MadFit (Maddie Lymburner)

  • 10–30 minute workouts
  • Varied content with toning, cardio, dance workouts and stretching
  • Generally more low-intensity, good for supplemental workouts


  • Varied content keeps workouts entertaining
  • Usually gives the demonstration and explanation of all the exercises before the workout starts so that you know what’s ahead and understand the movements
  • Has a second account with lots of nutrition-based content and inspires clean eating (under the name Maddie Lymburner)

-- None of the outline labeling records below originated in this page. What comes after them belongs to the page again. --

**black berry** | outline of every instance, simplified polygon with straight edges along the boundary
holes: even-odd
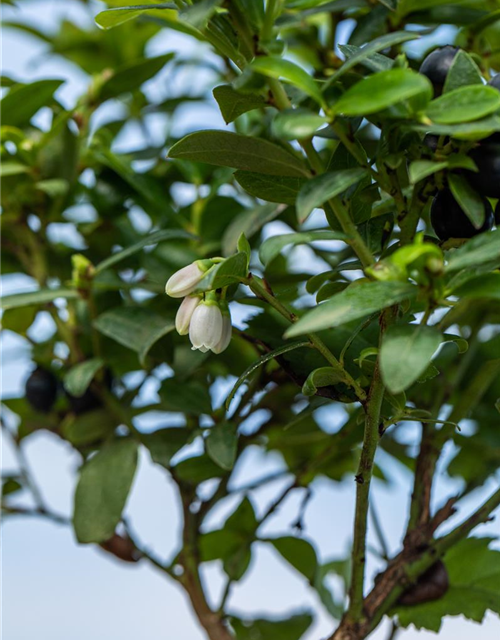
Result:
[[[435,96],[440,96],[443,93],[446,76],[458,52],[458,47],[447,45],[429,53],[422,62],[419,71],[432,82]]]
[[[440,240],[449,238],[472,238],[479,233],[489,231],[493,226],[493,210],[484,199],[485,220],[480,229],[476,229],[449,189],[440,191],[431,206],[431,223]]]
[[[43,367],[37,367],[26,380],[26,400],[36,411],[48,413],[56,401],[57,389],[55,375]]]
[[[482,196],[500,198],[500,141],[492,136],[470,153],[479,169],[467,172],[467,179]]]

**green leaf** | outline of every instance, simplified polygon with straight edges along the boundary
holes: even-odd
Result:
[[[236,460],[238,434],[229,422],[216,424],[208,432],[205,440],[207,454],[222,469],[230,471]]]
[[[136,351],[143,367],[153,345],[175,329],[174,322],[144,307],[110,309],[93,324],[103,335]]]
[[[298,244],[309,244],[311,242],[321,242],[325,240],[342,240],[347,242],[347,236],[341,231],[303,231],[302,233],[285,233],[282,236],[271,236],[265,240],[259,250],[259,258],[264,265],[268,265],[274,258],[279,256],[281,251],[289,246]]]
[[[480,120],[500,109],[500,92],[493,87],[471,85],[445,93],[433,100],[425,115],[438,124]]]
[[[268,538],[276,551],[289,562],[294,569],[305,576],[309,582],[314,582],[318,569],[316,551],[310,542],[303,538],[283,536],[281,538]]]
[[[481,233],[458,249],[450,252],[445,271],[459,271],[498,260],[500,257],[500,229]]]
[[[191,431],[189,429],[168,427],[143,434],[141,442],[149,451],[153,462],[169,469],[170,460],[189,442],[190,437]]]
[[[251,171],[236,171],[234,178],[254,198],[291,205],[295,204],[300,189],[306,183],[305,178],[268,176]]]
[[[332,367],[320,367],[314,369],[307,376],[307,380],[302,386],[302,393],[305,396],[314,396],[321,387],[329,387],[344,382],[344,378],[339,375],[339,372]]]
[[[133,440],[115,440],[82,467],[73,514],[78,542],[104,542],[115,532],[134,479],[137,448]]]
[[[299,613],[285,620],[230,620],[237,640],[300,640],[311,626],[313,617],[307,613]]]
[[[169,157],[273,176],[307,176],[302,161],[282,147],[230,131],[191,133],[170,148]]]
[[[472,222],[472,225],[476,229],[480,229],[484,224],[486,215],[483,198],[471,187],[466,178],[459,174],[451,173],[448,176],[448,185],[453,197]]]
[[[106,409],[71,415],[61,425],[63,437],[75,447],[81,447],[110,436],[118,422]]]
[[[500,613],[500,551],[489,549],[490,538],[468,538],[444,557],[449,587],[432,602],[397,607],[400,624],[438,632],[445,616],[465,616],[482,622],[488,610]]]
[[[326,118],[309,109],[286,109],[276,114],[272,130],[281,140],[300,140],[314,135],[326,122]]]
[[[459,298],[500,300],[500,273],[485,273],[453,290]]]
[[[31,84],[16,84],[0,100],[2,126],[22,127],[35,113],[53,102],[53,95],[63,80],[37,80]]]
[[[212,413],[212,401],[206,385],[195,381],[167,378],[160,388],[162,408],[189,415]]]
[[[333,105],[333,111],[346,116],[369,115],[420,94],[428,100],[432,96],[432,85],[425,76],[409,69],[389,69],[353,85]]]
[[[322,173],[308,180],[301,188],[297,198],[297,216],[304,222],[309,214],[330,198],[340,195],[353,184],[357,184],[366,175],[360,167]]]
[[[101,358],[91,358],[80,364],[76,364],[64,376],[64,388],[72,396],[83,396],[95,374],[104,366]]]
[[[448,71],[443,93],[449,93],[460,87],[473,84],[483,84],[481,71],[471,56],[461,49],[453,59]]]
[[[397,394],[411,387],[427,369],[440,344],[441,334],[432,327],[389,327],[380,349],[380,369],[389,391]]]
[[[73,300],[78,297],[79,294],[74,289],[39,289],[29,293],[13,293],[2,298],[2,309],[5,311],[7,309],[17,309],[18,307],[46,304],[58,298]]]
[[[258,57],[250,64],[250,68],[265,76],[283,79],[316,100],[318,104],[325,104],[316,80],[302,67],[289,60],[276,56]]]
[[[368,57],[361,55],[363,49],[354,44],[340,44],[339,49],[345,55],[347,60],[350,60],[353,56],[359,54],[360,59],[357,64],[362,64],[364,67],[370,69],[370,71],[374,71],[375,73],[378,71],[387,71],[388,69],[392,69],[394,65],[394,60],[392,58],[383,56],[380,53],[372,53]]]
[[[151,12],[151,15],[154,15],[155,11],[165,9],[177,10],[177,5],[175,4],[175,2],[163,2],[159,4],[139,4],[130,7],[107,9],[106,11],[101,11],[100,13],[98,13],[95,17],[95,21],[96,24],[103,29],[112,29],[113,27],[117,27],[124,22],[128,22],[129,20],[137,18],[142,13]]]
[[[181,229],[161,229],[160,231],[154,231],[153,233],[150,233],[149,235],[145,236],[144,238],[142,238],[135,244],[131,245],[130,247],[126,247],[121,251],[117,251],[113,255],[109,256],[109,258],[106,258],[105,260],[100,262],[95,267],[95,273],[97,274],[100,271],[104,271],[104,269],[108,269],[109,267],[117,264],[118,262],[125,260],[125,258],[128,258],[129,256],[132,256],[135,253],[138,253],[144,247],[148,247],[152,244],[158,244],[159,242],[163,242],[164,240],[172,240],[174,238],[188,239],[193,237],[194,236],[192,236],[190,233],[186,233]]]
[[[224,262],[210,269],[203,280],[198,283],[196,291],[201,293],[239,283],[246,278],[247,268],[247,254],[244,252],[235,253],[234,256],[226,258]]]
[[[213,94],[226,124],[234,122],[238,116],[247,113],[247,111],[267,106],[262,96],[253,93],[239,93],[228,84],[215,87]]]
[[[359,320],[375,311],[415,298],[417,291],[417,287],[402,282],[355,283],[306,313],[285,333],[285,337],[331,329]]]
[[[370,58],[372,54],[382,51],[383,49],[389,49],[397,44],[402,44],[403,42],[416,40],[419,37],[419,35],[409,33],[408,31],[394,31],[393,33],[387,33],[379,38],[375,38],[375,40],[372,40],[372,42],[362,47],[358,52],[346,60],[340,69],[337,69],[337,71],[335,71],[335,73],[330,77],[325,87],[329,87],[333,82],[344,75],[344,73],[355,67],[360,62]]]
[[[251,375],[254,371],[256,371],[259,367],[261,367],[266,362],[269,362],[269,360],[272,360],[273,358],[277,358],[278,356],[282,356],[285,353],[288,353],[289,351],[294,351],[295,349],[300,349],[302,347],[310,347],[310,346],[311,346],[311,343],[308,340],[305,340],[303,342],[295,342],[293,344],[285,344],[282,347],[278,347],[277,349],[274,349],[273,351],[269,351],[269,353],[265,353],[258,360],[253,362],[241,374],[241,376],[236,381],[236,384],[231,389],[231,392],[227,396],[226,402],[224,403],[226,407],[226,411],[229,410],[229,405],[231,404],[231,400],[236,395],[236,392],[238,391],[238,389],[245,382],[248,376]]]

  • May be too low-intensity for some people

Lilly Sabri

  • 6–60+ minute workouts
  • Content covers muscle toning, cardio, pilates and nutrition


  • Has premade programs with calendars and links to each day’s workouts
  • Has a cookbook and lots of nutrition based content on Instagram and personal website
  • Daily uploads, tons of content
  • Does her week long programs/challenges live on Instagram with her supporters, is extremely active and encouraging on all platforms 


  • Typically advertises for inaccurate quick results
  • Workouts may get repetitive if they are your only source of exercise

Overall, all of these different programs motivated me to continue working out, even when all I wanted to do was binge-watch Gilmore Girls in bed. Staying active is crucial for both physical and mental health, and these fitness influencers provide a variety of workout options that are easily doable from home — it’s like having a COVID-friendly personal trainer! 

I love seeing how much stronger I can get through these programs. Having someone to lead me through exercises with constant words of encouragement and upbeat music makes working out all the more fun. Even though the calorie-count is sometimes advertised, workouts should be chosen based off of what makes you feel good, because that’s the main goal of working out. Especially in difficult times like these, being able to stay motivated and fit at home is always a plus.